Становилось скучно. Любопытные утки, ещё плавающие в холодеющей воде осенней Суры, подплывали к самому берегу и гаркали своими громкими голосами. Потихоньку они начинали меня раздражать. Я постарался отвлечь себя от них и повернулся к девушке, которая всё сидела на другом краю скамьи. Голова её была опущена, и глаз не было видно. Я разглядел лишь её губы, которые она время от времени покусывала и поджимала, сосредотачиваясь на своей работе. Из голубой бумаги она вырезала птичек, разных по форме и размеру. Сделав очередную пташку, девушка кидала её в плетёную коричневую корзинку, стоявшую на земле возле её ног. Ветер был спокойным, поэтому птички только слегка шевелили своими бумажными крылышками, щекоча друг дружку.
Я слегка улыбнулся, пожал плечами и, прищурив глаза, продолжал следить за руками моей «соседки», которые, заключив тоненькие пальчики в кольца ножниц, бегали по бумаге лезвиями.

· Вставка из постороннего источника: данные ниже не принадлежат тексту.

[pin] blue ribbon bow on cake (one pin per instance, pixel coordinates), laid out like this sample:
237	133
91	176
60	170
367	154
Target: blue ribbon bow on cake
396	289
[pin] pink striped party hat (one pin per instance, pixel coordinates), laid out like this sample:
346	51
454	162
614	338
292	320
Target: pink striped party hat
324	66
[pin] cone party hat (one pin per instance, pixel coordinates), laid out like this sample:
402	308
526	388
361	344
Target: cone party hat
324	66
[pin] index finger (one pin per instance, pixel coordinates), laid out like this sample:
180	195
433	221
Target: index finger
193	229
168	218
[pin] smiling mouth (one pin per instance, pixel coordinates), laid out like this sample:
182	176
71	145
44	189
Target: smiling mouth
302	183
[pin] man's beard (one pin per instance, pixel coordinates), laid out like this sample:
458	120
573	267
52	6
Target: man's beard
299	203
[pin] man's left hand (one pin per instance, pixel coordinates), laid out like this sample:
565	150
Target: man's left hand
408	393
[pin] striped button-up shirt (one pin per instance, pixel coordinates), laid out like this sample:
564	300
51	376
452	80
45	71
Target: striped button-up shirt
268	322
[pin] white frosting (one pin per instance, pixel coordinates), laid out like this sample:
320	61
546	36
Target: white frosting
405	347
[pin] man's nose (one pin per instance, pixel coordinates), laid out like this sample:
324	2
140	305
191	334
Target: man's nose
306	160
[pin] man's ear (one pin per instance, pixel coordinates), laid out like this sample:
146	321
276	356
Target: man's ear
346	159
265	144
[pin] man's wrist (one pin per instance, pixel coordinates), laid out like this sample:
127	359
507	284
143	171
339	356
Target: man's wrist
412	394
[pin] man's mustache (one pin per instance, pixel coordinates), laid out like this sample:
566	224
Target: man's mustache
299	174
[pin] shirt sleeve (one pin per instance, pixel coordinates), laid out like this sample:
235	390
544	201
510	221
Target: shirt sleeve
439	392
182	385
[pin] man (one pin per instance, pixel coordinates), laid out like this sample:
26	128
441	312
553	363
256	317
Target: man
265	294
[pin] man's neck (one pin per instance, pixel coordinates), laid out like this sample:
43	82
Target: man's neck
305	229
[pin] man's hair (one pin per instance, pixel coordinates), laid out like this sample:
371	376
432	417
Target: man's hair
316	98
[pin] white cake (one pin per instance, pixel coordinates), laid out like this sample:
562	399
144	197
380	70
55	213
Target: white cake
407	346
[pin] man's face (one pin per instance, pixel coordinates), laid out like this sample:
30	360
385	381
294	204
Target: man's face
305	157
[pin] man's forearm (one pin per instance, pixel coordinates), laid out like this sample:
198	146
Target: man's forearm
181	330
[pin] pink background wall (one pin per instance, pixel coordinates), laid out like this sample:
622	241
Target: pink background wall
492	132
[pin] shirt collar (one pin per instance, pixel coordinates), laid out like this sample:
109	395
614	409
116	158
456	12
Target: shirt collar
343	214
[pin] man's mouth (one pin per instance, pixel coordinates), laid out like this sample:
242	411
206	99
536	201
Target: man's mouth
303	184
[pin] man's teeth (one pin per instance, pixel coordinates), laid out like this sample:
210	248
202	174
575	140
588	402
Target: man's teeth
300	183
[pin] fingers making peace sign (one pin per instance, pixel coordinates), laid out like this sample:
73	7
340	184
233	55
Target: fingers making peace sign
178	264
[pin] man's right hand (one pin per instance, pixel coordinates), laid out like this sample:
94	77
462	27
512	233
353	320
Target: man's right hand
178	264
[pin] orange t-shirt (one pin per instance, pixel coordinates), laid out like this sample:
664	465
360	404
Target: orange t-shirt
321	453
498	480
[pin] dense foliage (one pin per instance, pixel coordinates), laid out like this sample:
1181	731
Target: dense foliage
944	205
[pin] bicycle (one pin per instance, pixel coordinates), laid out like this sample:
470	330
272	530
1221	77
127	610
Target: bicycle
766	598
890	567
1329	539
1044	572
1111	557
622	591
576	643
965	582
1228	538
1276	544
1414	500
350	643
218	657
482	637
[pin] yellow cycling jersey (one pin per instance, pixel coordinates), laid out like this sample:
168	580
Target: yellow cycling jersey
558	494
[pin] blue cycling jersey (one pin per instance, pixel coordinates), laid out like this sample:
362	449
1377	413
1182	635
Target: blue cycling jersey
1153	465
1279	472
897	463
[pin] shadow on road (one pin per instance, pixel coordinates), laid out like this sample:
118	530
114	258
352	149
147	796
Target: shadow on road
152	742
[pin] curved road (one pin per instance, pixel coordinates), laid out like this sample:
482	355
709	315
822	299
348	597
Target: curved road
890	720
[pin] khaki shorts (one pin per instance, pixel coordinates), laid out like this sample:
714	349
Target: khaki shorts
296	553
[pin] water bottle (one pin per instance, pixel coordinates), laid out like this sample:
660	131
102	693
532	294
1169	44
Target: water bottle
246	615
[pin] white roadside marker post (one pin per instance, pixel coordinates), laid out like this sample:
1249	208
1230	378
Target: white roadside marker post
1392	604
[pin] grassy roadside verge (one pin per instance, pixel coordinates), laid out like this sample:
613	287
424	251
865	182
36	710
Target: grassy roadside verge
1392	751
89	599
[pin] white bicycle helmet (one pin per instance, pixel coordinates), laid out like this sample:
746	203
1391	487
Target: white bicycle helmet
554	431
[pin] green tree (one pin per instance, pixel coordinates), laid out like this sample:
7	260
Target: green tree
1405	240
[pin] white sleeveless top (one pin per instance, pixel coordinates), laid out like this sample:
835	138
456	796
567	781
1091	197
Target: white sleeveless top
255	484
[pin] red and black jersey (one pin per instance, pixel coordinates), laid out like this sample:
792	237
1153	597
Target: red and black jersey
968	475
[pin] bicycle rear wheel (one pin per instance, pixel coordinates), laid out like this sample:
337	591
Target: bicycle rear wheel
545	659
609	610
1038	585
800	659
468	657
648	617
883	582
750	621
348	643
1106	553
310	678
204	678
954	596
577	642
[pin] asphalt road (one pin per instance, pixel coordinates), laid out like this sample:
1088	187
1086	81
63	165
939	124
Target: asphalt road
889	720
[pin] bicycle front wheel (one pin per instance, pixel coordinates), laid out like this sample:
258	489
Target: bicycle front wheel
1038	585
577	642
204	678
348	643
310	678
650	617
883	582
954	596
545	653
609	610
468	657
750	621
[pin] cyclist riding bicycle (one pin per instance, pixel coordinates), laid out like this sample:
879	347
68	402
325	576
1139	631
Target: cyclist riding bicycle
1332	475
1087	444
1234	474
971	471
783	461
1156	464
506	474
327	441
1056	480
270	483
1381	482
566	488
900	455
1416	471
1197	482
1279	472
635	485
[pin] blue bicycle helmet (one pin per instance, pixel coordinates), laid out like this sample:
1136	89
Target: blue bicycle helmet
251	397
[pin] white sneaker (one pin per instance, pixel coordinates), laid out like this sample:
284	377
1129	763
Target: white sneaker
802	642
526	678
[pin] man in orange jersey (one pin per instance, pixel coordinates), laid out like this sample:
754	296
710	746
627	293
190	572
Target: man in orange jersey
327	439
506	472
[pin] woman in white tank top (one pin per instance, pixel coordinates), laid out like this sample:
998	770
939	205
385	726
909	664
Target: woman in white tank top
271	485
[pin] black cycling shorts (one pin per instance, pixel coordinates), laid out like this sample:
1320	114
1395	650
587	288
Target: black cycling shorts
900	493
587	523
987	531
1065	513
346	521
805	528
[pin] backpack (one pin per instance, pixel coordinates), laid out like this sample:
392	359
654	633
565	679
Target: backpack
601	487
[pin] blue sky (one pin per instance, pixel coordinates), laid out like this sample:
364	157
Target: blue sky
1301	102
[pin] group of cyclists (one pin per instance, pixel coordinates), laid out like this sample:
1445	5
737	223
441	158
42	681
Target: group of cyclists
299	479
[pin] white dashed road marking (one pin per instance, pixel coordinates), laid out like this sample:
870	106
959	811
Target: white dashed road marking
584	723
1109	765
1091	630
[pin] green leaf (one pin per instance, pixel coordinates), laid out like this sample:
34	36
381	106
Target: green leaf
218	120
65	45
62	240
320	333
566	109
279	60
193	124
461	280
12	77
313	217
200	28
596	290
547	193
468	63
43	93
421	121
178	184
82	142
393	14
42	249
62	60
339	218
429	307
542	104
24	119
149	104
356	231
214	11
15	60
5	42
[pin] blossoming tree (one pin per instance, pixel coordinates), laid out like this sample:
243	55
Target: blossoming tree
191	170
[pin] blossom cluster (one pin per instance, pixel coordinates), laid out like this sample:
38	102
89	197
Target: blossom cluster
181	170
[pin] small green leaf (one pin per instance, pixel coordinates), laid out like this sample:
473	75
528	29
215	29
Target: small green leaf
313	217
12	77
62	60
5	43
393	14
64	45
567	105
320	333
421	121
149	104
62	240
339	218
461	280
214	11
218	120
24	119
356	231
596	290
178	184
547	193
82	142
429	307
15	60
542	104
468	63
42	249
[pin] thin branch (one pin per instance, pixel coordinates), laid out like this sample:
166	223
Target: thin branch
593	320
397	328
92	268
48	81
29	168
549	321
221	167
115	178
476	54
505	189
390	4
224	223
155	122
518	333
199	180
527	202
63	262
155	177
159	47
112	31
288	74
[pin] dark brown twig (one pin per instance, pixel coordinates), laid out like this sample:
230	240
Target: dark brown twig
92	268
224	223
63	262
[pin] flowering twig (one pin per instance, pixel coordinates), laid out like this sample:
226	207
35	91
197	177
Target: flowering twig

Вдруг впереди я заметил, что деревья, минуту назад безмятежно колыхавшие своими ветвями, теперь безвольно гнулись под сильными порывами ветра; на воде появилась рябь, покрывавшая реку будто старческими морщинами, и мелкие, но настойчивые волны катились к берегу. Ураганный вихрь стремительно двигался на нас с правой стороны. Он поднял полы моего пиджака, бросил трость, а потом дотянулся до девушки и сорвал с неё шляпку, опрокинув корзинку с птичками на бок. Затем подхватил бумажки с земли и понёс их с собой.
Девушка взвизгнула, схватилась за голову и вскочила со скамейки, готовая бежать за улетающей к реке шляпкой. Я опередил её, сорвавшись с лавочки и кинувшись за головным убором. Достигнув цели, я постарался ухватиться за ленточку, но та постоянно выскальзывала из моих рук. В последний момент мои руки всё-таки царапнули край шляпки, и она покорно устроилась на моей ладони.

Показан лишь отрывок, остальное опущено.